Equity shot up the highest, having commenced the appreciation on yesterdays trading. It closed Kshs. 9.00 higher at Kshs. 228. KCB also aced Kshs. 9.00 to close at Kshs. 239. Jubilee edged up Kshs. 6.00 to close at Kshs. 309. I still see equity going much higher with the anticipated profits for year 2006 expected to hit the Kshs. 1 bn. Point. The heat is bound to be concentrated on financials as investors anticipate the results expected to start trickling in this month.

There is however one financial counter pulling the pack behind, and thats CFC. Commercials also braved a loosing day with Marshalls, Car & General and Nation shedding Kshs. 3.00, 2.50 and 2.00 respectively to close at 34, 55.5 and 293 in that order.

I guess as we celebrate the possible market turnaround, there are still some counters that just won't play to the music!!!

Monday, February 05, 2007

GOING DOOOOWN

The bottom has really give way!!!! Just when I think prices can’t go any lower, Surprise Surprise!!!! They shed another few points. Just today, out of 43 active counters, only 11 realized advances, while 28 edging downwards.

Kenya Airways which had hit a low of 100 on Friday aced up Kshs. 2 to close at 102, while Housing Finance which has recently brought to public attention its plans to raise funds through a rights issue edged up a paltry 25 cents to close at Kshs. 38. Keya Oil which on had on Friday slid below the Kshs. 100 mark to close at Kshs. 96 bounced back to close 50 cents shy of Kshs. 100.

CFC Bank which shot to a crazy Kshs. 900 after a cautionary announcement of negotiation talks between CFC and Stanbic, was the days largest looser, down 33 shillings to close at 299. It is rather apparent that a certain dealer is pushing it gradually down using 100 shares with every trade otherwise, the share would have remained quasi-suspended with no one ready to buy it at the Kshs. 368 close last week. CMC holdings which is currently trading cum split was dropped Kshs. 14 to close at 159, while Standard group, also having a corporate action riding on it, shed Kshs. 6.00 to close at Kshs. 62 cum bonus.

So some of us are waiting for the prices to hit the lowest possible prices before taking position while the wise ones are probably commencing their purchases gradually in order to be well positioned at the turnaround point

Thursday, January 25, 2007

Ground set for IPO race

With Vodaphone, a part owner of Safaricom, having given their go-ahead for the government to borrow funds using its 60% holding in Safaricom via Telcom, the government can now embark on some much needed restructuring ahead of its privatization which the government targets for before the end of the year.

The government plans to repay the loan by the close of the year using funds raised from the floating of 25%-26% of its holding in Safaricom thus putting a stamp on the eagerly anticipated Safaricom IPO.

So, as Kenyans and other investors around the world prepare for the upcoming Kenya Re IPO expected at the close of Feb or early March, investors need to do some strategic calculations to ensure funds availability for this – Kenya Re and the other two – Telcom and Safaricom – IPOs expected, with almost absolute certainty, in the course of the year.

Meanwhile, the market seems to be receiving some serious bashing from fleeing investors.

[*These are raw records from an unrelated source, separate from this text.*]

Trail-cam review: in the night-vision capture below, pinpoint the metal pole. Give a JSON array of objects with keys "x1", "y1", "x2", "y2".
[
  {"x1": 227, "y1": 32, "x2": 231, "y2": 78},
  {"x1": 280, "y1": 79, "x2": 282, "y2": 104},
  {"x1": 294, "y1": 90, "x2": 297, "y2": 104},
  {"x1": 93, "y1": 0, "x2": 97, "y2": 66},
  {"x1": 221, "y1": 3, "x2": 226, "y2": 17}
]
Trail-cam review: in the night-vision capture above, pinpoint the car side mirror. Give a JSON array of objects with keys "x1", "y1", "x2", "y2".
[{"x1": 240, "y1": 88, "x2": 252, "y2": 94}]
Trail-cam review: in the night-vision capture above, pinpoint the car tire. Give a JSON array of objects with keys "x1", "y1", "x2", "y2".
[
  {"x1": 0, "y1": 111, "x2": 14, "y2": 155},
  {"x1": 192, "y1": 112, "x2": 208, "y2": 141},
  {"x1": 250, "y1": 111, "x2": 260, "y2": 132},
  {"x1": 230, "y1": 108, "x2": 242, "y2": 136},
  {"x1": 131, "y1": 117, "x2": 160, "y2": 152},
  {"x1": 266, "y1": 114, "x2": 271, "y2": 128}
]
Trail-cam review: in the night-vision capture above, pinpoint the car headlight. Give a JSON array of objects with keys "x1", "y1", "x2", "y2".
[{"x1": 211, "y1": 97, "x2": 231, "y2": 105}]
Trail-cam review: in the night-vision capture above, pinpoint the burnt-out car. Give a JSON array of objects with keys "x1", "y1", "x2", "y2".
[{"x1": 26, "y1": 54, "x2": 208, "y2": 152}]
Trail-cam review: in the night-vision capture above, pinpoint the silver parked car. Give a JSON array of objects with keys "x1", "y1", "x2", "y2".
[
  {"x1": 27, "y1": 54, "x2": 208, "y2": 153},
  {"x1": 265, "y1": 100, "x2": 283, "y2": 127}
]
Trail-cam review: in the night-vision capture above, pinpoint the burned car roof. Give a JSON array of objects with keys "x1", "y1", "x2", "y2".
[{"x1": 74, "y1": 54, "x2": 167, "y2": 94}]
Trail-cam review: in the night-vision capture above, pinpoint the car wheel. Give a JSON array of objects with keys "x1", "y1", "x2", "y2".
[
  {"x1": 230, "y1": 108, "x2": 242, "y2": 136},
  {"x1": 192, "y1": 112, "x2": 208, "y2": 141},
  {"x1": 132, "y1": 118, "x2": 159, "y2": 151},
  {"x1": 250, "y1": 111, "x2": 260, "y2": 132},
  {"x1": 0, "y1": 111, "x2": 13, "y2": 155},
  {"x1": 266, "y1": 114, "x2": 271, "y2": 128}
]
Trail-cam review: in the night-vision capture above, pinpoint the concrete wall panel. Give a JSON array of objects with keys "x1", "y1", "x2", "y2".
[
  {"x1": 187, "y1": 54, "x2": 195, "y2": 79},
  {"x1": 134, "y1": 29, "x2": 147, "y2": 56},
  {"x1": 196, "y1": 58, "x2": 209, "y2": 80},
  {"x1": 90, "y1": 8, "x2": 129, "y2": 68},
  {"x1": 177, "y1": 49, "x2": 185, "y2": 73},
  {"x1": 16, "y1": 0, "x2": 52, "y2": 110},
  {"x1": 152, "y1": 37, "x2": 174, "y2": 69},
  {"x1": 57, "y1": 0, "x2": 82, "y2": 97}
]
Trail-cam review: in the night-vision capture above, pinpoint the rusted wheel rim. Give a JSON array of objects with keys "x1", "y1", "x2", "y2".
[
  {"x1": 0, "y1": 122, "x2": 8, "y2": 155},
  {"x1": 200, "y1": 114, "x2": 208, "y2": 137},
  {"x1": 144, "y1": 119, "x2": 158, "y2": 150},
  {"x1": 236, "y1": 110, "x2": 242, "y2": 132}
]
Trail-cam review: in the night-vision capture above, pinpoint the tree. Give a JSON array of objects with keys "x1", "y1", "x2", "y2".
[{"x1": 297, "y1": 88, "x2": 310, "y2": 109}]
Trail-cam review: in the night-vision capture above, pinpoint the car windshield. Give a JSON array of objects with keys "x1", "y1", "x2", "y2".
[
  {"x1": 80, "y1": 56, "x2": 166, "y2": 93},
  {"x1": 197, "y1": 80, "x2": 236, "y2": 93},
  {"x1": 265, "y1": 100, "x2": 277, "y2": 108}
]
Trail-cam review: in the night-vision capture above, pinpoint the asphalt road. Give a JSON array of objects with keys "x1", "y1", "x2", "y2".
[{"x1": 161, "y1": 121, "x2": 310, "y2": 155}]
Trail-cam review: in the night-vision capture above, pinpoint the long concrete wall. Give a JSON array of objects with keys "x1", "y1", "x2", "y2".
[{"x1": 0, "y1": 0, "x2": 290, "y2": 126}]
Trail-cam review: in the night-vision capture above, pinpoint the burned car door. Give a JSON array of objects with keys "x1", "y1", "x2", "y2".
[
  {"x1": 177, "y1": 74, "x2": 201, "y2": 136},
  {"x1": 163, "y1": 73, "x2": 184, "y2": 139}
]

Prices have really slid down across the board. The declines are however somewhat contained with none of the continuous 10% nose dives witnessed during market slumps.

In yesterday’s performance, out of 39 active counters, 27 declined, while 12 realized appreciations. Nation Media captured the highest decline down 16 shillings to kshs. 313, while Equity bank shed Kshs. 13 to close at Kshs. 197. Kenya Commercial dropped Kshs. 7.00 to close at Kshs. 252 while Diamond Trust and Kenya Power both closed kshs 6.00 lower at Kshs. 78 and 303 respectively.

On the gaining side, Williamson edged up Kshs. 9.00 to close at Kshs. 159 while CFC bank, which has appreciated strongly over the last two weeks hit an all time high of Kshs. 132.

Friday, January 19, 2007

MARKET SLIDE

The 5 weeked January seems to have taken toll on investors as they started locking on their profits from the close of last week. A Prices number of counters that had gained significantly from have shed gradually over this week. Many of those locking in their profits must be smiling all the way to the bank as they reconcile their gains over as short a period as 3 weeks.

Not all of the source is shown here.